Tuesday, October 06, 2009

Gerard Henderson, John Howard, Chairman Rudd, all's well with China, and who's Stern Hu?

(Above: John Howard showing how a love of Don Bradman's bat should not interfere with a balanced relationship with China, no matter their love of googlies).

Thrill seekers and carefree gamblers have once again gathered to check the results of the weekly Gerard Henderon John Howard competition, and in Rudd's attitude to China gets the balance just about right, Henderson doesn't disappoint.

He might shock - consider the column's title - but he doesn't disappoint:

First mention of John Howard in the column: third paragraph.
Number of mentions of John Howard in total: five.

Punters who like short odds favorites should have done well on the tote.

As for the title, it's easily explained. Kevin Rudd is doing well in relation to China because he is John Howard in drag:

Like Howard, Rudd wants to develop the best possible relationship between Australia and China. Howard was part of the anti-communist tradition in Australia. But from the time of his first visit to China in 1985, he understood the importance of the relationship between the two nations. By this time Mao Zedong was dead for almost a decade and it was clear China had renounced that part of Mao's legacy which had resulted in the deaths of millions during the forced famine termed the Great Leap Forward of the late 1950s and the killings and incarcerations that were a part of the disastrous Cultural Revolution which began in the mid-1960s.

Golly, and there was silly old David Burchell only a few days ago brooding about Chairman Mao and the dead millions, in Lest we forget, China's party killed millions. (We look forward to similar columns brooding about indigenous Australians, native Americans, the Germans, the Japanese treatment of the Chinese in World War 11, and the shock that John Howard invited a Chinese leader to speak to an Australian parliament).

But back to Henderson's revelations. Of course, Rudd is different to Howard:

Rudd comes from a different generation than Howard.

But that's just so he can remain the same:

Unlike many of his contemporaries, as a student Rudd never embraced the "whateverist" school of thought of many of the China scholars of his day - namely, the tendency to support whatever was being said or done by the rulers in Beijing at any particular time.

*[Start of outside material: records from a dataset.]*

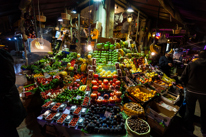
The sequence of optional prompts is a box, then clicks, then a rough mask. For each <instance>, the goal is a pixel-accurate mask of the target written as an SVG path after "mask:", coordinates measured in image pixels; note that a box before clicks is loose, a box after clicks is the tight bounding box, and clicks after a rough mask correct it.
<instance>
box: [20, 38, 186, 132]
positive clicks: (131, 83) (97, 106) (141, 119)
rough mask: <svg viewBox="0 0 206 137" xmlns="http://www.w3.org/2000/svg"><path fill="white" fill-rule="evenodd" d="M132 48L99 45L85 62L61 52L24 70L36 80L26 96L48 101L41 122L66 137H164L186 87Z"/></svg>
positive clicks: (119, 44) (30, 65) (45, 101)
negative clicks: (137, 136) (80, 135)
mask: <svg viewBox="0 0 206 137" xmlns="http://www.w3.org/2000/svg"><path fill="white" fill-rule="evenodd" d="M131 43H132V42H131ZM128 45H130V43H128V41H124V42H123V41H121V42H120V43H113V44H111V43H110V42H106V43H97V44H96V48H95V49H94V50H92V51H89V52H88V54H87V56H85V57H84V58H82V57H81V55H80V54H77V53H76V52H70V53H65V52H64V51H61V50H60V51H58V53H50V54H49V55H47V56H45V57H44V58H43V59H41V60H39V61H37V62H35V63H34V64H33V65H29V66H28V67H26V68H24V69H28V70H30V71H31V73H32V74H31V75H27V77H29V78H28V80H30V81H31V79H32V81H33V83H32V84H30V85H27V86H25V87H24V92H23V93H24V96H25V97H27V96H31V95H32V94H40V95H41V98H42V100H43V101H44V104H42V111H41V113H42V114H41V115H40V116H38V117H37V120H38V123H39V124H40V125H41V126H42V127H44V126H49V127H50V128H51V127H52V128H54V129H55V130H52V131H55V132H52V134H57V133H58V134H61V135H65V136H66V135H68V134H69V133H70V134H71V133H72V134H74V135H79V136H80V135H83V134H86V135H88V134H89V135H90V134H119V135H126V134H131V135H133V136H135V135H139V134H140V135H143V134H144V135H145V136H149V134H150V130H151V129H152V130H154V131H157V132H158V133H160V134H164V132H165V131H166V130H167V128H168V127H169V125H170V121H172V119H173V118H174V116H175V115H176V114H177V112H178V110H179V106H178V105H177V104H178V102H180V101H181V91H182V90H183V88H182V86H181V85H176V83H175V80H173V79H171V78H169V77H167V76H166V75H165V74H164V73H163V72H161V71H160V70H158V69H157V68H155V67H153V66H151V65H150V64H149V61H148V56H146V55H144V54H140V53H137V52H136V51H135V50H133V46H131V47H129V46H128ZM131 45H132V44H131ZM133 115H136V117H133ZM156 116H158V117H156ZM137 117H138V118H137ZM132 119H134V120H137V121H136V122H135V123H133V122H132V121H133V120H132ZM150 128H151V129H150ZM47 132H48V133H51V131H49V129H47Z"/></svg>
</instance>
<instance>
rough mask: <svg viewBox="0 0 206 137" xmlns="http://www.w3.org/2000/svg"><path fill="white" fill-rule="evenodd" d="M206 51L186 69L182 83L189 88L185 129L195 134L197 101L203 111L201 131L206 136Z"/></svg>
mask: <svg viewBox="0 0 206 137" xmlns="http://www.w3.org/2000/svg"><path fill="white" fill-rule="evenodd" d="M205 78H206V51H201V52H200V53H199V59H197V60H196V61H194V62H192V63H189V64H188V66H187V67H186V68H185V70H184V72H183V74H182V77H181V81H182V82H183V83H184V85H185V86H186V88H187V92H186V112H185V116H184V122H185V128H186V129H187V130H188V131H189V132H190V133H193V131H194V126H193V119H194V112H195V106H196V102H197V100H198V101H199V104H200V110H201V130H202V133H203V136H204V137H205V136H206V105H205V104H206V80H205Z"/></svg>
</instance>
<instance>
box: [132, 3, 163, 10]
mask: <svg viewBox="0 0 206 137" xmlns="http://www.w3.org/2000/svg"><path fill="white" fill-rule="evenodd" d="M132 2H134V3H138V4H142V5H148V6H152V7H157V8H159V6H156V5H152V4H147V3H142V2H137V1H132ZM160 8H163V7H160ZM163 9H164V8H163Z"/></svg>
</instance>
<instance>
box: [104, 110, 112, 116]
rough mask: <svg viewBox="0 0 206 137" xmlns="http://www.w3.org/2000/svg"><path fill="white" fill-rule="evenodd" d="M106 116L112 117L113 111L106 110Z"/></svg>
mask: <svg viewBox="0 0 206 137" xmlns="http://www.w3.org/2000/svg"><path fill="white" fill-rule="evenodd" d="M104 116H105V117H106V118H107V117H111V116H112V113H110V112H108V111H105V113H104Z"/></svg>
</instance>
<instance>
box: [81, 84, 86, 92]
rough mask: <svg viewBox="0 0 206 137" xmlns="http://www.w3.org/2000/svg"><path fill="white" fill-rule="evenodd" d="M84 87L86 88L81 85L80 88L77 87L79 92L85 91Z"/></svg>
mask: <svg viewBox="0 0 206 137" xmlns="http://www.w3.org/2000/svg"><path fill="white" fill-rule="evenodd" d="M86 87H87V85H81V86H80V87H79V90H80V91H85V90H86Z"/></svg>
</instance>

Rather, Rudd, influenced by Australian National University academic Pierre Ryckmans (who wrote on China under the pseudonym Simon Leys), studied the Chinese democracy movement with particular attention to the role of dissident Wei Jingsheng. Rudd met Wei in Canberra in 1999.

The result is that Rudd has managed to offend the likes of Queensland mining executive Clive Palmer, who thinks he's too tough on China, and Greens senator Sarah Hanson-Young for being too soft, and for not meeting the Dalai Lama when he turns up in Australia in December.

Rudd is indeed the very model of a modern balanced John Howard politician. Forget all this stuff about Rudd being a fluent Mandarin speaker, unlike John Howard. Just like John Howard, he's attempted to strike a proper balance between his concern for human rights in China and his understanding of the need for a friendly relationship between Australian and Chinese leaders.

Yep, everything is hunky dory in the garden of delights, and we're even making compelling films about China using Australian government money!

Australia's one-time infatuation with Mao's China is a thing of the past - as is evident in Bruce Beresford's fine film Mao's Last Dancer.

Yep, all is forgiven, all you Howard hating film-makers flourishing your government funded films in our faces. No need to hate all the one time haters, or mourn your lost infatuations.

It should not be replaced by passion born of China's wealth and the business and cultural possibilities this provides.

So far, despite criticism from the likes of Palmer and Hanson-Young, Rudd has got Australia's China policy about right.

Like Woody Allen. We'll just take their money and run.

Ah yes, was it the same Gerard Henderson who only in August wrote under the header No need to be concerned about hurting China's feelings?

There is only one significant problem in the present Australia-China relationship: the incarceration in China of the Rio Tinto executive and Australian citizen Stern Hu ... Australia should treat China the same way we treat nations with whom we have good relations. This means not forgetting Stern Hu.

Well I scanned the latest column several times, as a major assessment of the current state of play with China, and I have to confess I couldn't find a mention of this man we should not forget.

Stern Hu?

Yes grasshopper, we have much to learn from John Howard's approach to the world, but if Gerard Henderson thinks you're turning into a fine John Howard, is it time to ring the alarm bells?

Well as the whateverists would say, whatever.

Meantime, we've arranged for Piers Akerman - who regularly finds reds under the bed, and in CSIRO projects - to be rushed to hospital, and lodged in intensive care, a result of the shock of reading Henderson's musings. Hopefully Akker Dakker won't find any reds under the bed in hospital, but you can't be too careful these days with all the socialized medicine doing the rounds.